Supplementary material for: Building alternative consensus trees and supertrees using k-means and Robinson and Foulds distance

Citation

Makarenkov, Vladimir (2021), Supplementary material for: Building alternative consensus trees and supertrees using k-means and Robinson and Foulds distance, Dryad, Dataset, https://doi.org/10.5061/dryad.ffbg79ctw

Abstract

Each gene has its own evolutionary history which can substantially differ from the evolutionary histories of other genes. For example, some individual genes or operons can be affected by specific horizontal gene transfer and recombination events. Thus, the evolutionary history of each gene should be represented by its own phylogenetic tree which may display different evolutionary patterns from the species tree that accounts for the main patterns of vertical descent. The output of traditional consensus tree or supertree inference methods is a unique consensus tree or supertree. Here, we describe a new efficient method for inferring multiple alternative consensus trees and supertrees to best represent the most important evolutionary patterns of a given set of phylogenetic trees (i.e. additive trees or X-trees).
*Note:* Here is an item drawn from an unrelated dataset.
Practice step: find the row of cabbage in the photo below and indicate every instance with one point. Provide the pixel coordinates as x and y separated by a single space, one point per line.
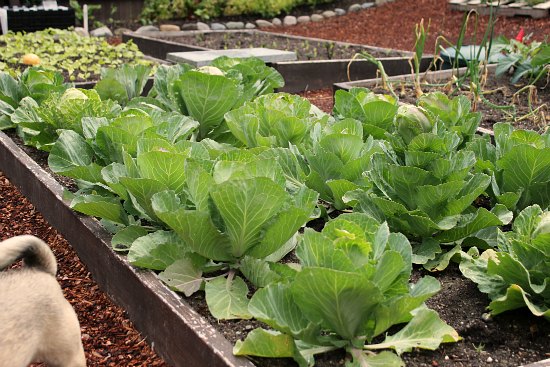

We show how a specific version of the popular k-means clustering algorithm, based on some interesting properties of the Robinson and Foulds topological distance, can be used to partition a given set of trees into one (when the data are homogeneous) or multiple (when the data are heterogeneous) cluster(s) of trees. We adapt the popular Caliński-Harabasz, Silhouette, Ball and Hall, and Gap cluster validity indices to tree clustering with k-means. A special attention is paid to the relevant but very challenging problem of inferring alternative supertrees, built from phylogenies constructed for different, but mutually overlapping, sets of taxa. The use of the Euclidean approximation in the objective function of the method makes it faster than the existing tree clustering techniques, and thus perfectly suitable for the analysis of large genomic datasets.